Topical use of a-adrenergic decongestant sprays for more than 5-7 d in succession may result in a rebound nasal congestion upon discontinuation of treatment or after the immediate effects have waned. Continued use of the decongestant to control withdrawal congestion can lead to an erythematous, congested nasal mucosa termed rhinitis medicamentosa. Regular intranasal cocaine use will have the same effect and should be considered in the differential diagnosis. Other systemic medications or hormone changes may also be associated with nasal symptoms, although the nasal mucosa may not always appear the same with each medication.

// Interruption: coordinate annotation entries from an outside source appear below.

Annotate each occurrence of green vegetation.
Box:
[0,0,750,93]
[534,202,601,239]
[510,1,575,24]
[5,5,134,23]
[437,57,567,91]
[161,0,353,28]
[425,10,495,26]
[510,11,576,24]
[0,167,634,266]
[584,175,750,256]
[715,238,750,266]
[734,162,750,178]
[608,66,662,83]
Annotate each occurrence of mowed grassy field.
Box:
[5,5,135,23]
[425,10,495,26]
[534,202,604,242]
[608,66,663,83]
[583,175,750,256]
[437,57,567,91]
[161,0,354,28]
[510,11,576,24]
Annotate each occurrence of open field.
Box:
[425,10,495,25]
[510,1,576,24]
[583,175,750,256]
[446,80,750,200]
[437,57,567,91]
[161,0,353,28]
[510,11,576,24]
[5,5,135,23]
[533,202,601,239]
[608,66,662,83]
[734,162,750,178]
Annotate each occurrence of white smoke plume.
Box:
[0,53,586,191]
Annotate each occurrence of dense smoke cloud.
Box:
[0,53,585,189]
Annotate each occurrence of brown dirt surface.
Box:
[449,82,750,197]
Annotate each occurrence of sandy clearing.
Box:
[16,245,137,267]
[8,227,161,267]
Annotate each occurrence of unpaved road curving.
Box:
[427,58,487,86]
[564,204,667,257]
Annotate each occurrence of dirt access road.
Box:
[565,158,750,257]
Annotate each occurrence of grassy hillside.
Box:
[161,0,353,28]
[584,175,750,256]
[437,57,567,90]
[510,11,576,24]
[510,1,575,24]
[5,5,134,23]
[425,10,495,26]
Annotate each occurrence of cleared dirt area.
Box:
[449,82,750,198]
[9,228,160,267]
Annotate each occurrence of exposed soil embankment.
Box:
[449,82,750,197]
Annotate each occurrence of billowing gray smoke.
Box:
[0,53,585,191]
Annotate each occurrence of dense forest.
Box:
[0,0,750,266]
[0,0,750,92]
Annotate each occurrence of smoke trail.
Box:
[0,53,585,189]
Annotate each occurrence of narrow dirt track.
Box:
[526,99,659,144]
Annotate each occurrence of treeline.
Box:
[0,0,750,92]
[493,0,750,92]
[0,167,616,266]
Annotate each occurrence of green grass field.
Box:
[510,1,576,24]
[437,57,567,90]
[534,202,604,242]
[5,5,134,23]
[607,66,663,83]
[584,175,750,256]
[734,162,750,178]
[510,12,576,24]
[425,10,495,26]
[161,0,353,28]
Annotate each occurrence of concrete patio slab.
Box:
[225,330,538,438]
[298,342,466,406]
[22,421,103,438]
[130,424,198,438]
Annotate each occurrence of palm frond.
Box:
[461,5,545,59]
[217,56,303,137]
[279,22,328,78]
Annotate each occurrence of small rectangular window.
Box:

The mechanisms responsible for nasal symptoms associated with medications or hormones are variable. Antihypertensive therapies with p-blockers and a-adrenergic antagonists probably affect regulation of nasal blood flow. Oral a-adrenergic antagonists are also commonly utilized for symptom relief of prostate enlargement. Topical ophthalmic p-blocker therapy may also result in nasal congestion by the same mechanism. Nasal congestion and/or rhinorrhea may also result from changes in estrogen, and possibly progesterone, either from exogenous administration, pregnancy, or menstrual cycle variations. Hypothyroidism is associated with nasal congestion, rhinorrhea, and a pale, allergic-like nasal mucosa. Aspirin and other nonsteroidal anti-inflammatory drugs (NSAIDs) may result in congestion and rhinorrhea, primarily in subjects with aspirin triad. Subjects with intermittent symptoms associated with aspirin or NSAIDs may be part of the evolving spectrum of chronic, eosinophilic rhinosinusitis with nasal polyps (see NARES). The primary treatment of rhinitis medicamentosa is discontinuation of the offending agent or correction of the hormonal imbalance, if possible. Symptomatic treatment may be helpful. Treatment of rebound nasal congestion associated with topical decongestant use may require 5-7 d of oral prednisone or equivalent, 20-30 mg/d, followed by topical intranasal corticosteroid therapy. Reassurance that the nasal symptoms are the result of the medications or hormonal changes may be sufficient to discourage other unnecessary investigations if the treatments causing the rhinitis are essential.